Jednak muszę przyznać, że wszystko to jest niczym wobec rozkoszy, które daje heroina.
Nie napisałeś przypadkiem panegiryku?
- Jeżeli ktoś przeze mnie wejdzie w ten nałóg, to się zabiję. Na miesiąc przed ukazaniem się "Heroiny" chciałem ją wycofać. Ale pomyślałem: pieprzę tych, co nie doczytają książki do końca.
Byłeś heroinistą tak jak główny bohater, nomen omen Tomek, tak jak on prowadziłeś w telewizji program, gdzie mówiłeś ludziom, jacy są, na podstawie ich wymowy. W jakim stopniu to książka autobiograficzna?
- W 30 procentach. 70 procent to projekcja tego, co by się wydarzyło, gdybym nie przestał ćpać.
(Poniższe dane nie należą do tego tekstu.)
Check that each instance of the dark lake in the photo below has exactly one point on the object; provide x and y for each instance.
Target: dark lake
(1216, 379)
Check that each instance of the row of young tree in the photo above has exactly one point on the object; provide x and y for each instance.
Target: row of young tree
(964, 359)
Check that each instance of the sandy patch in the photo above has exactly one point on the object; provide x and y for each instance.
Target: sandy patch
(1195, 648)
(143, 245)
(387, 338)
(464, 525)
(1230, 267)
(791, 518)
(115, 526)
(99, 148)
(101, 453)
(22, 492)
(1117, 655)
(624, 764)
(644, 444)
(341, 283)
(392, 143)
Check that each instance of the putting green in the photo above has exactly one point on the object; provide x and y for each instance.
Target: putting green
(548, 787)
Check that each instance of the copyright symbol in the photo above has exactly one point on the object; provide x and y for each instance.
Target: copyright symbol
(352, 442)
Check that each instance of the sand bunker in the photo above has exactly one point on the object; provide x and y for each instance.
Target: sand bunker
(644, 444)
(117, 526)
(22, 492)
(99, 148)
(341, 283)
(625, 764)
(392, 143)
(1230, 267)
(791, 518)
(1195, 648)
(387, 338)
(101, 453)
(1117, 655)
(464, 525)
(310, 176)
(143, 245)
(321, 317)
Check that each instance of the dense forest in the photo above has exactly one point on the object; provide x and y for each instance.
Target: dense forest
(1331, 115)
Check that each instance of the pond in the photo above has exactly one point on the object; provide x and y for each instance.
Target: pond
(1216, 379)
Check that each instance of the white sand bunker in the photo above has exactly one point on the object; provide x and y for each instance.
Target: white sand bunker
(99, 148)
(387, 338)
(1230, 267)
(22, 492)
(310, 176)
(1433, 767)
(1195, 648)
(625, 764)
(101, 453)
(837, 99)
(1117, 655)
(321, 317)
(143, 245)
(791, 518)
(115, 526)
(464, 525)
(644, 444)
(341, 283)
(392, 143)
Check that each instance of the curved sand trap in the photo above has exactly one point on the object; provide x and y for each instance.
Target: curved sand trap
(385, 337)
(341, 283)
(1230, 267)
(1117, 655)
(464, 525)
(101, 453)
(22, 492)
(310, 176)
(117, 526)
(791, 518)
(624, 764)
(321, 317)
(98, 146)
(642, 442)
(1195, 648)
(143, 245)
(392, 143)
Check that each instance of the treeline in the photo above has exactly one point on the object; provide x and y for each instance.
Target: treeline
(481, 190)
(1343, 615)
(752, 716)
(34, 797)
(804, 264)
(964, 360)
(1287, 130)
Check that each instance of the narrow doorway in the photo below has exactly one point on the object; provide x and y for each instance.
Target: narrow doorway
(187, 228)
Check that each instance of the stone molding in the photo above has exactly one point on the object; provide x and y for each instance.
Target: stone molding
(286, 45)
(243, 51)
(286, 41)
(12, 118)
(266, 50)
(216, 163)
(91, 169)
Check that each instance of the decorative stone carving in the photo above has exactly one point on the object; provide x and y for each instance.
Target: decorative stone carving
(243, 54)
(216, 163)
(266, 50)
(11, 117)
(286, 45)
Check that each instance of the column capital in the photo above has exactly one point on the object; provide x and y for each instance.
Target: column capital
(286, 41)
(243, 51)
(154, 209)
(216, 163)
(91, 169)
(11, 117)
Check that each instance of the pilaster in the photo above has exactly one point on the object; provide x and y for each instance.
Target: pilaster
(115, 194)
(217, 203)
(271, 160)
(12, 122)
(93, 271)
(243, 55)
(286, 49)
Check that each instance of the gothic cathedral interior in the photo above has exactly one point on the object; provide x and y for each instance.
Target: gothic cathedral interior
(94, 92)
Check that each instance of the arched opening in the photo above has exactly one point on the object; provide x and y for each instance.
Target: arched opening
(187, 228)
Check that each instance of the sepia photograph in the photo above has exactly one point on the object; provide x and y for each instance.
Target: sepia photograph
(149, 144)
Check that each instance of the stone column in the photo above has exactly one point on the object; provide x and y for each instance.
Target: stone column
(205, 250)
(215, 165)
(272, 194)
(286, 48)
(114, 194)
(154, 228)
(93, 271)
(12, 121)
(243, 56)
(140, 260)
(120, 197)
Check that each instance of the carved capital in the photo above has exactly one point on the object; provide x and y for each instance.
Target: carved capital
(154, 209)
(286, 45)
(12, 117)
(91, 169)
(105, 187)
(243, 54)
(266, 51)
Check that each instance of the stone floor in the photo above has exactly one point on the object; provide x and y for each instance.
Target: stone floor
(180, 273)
Ten Twój Tomek jest czasem rozczulający. Opowiada na przykład: "Z domu wynurzyła się matka Bartka. - Ty diable, ty diable! - krzyczała i w pierwszej chwili wziąłem to do siebie. Ale na szczęście krzyczała tak do swojego syna". To niby taki chłopiec z dobrego domu, który boi się obciachu. A przecież naprawdę jest bezwzględnym manipulatorem, demonem.
- To zło jest niewinne i to jest w nim najpotworniejsze. Człowiek w tak zwanych szponach nałogu nie zdaje sobie sprawy, że jest zły. Wydaje mu się, że jest dobry.
Tobie też się tak wydawało?
- Tak. Gdy kradłem, oszukiwałem, manipulowałem ludźmi...
Liczyło się tylko poszukiwanie działki...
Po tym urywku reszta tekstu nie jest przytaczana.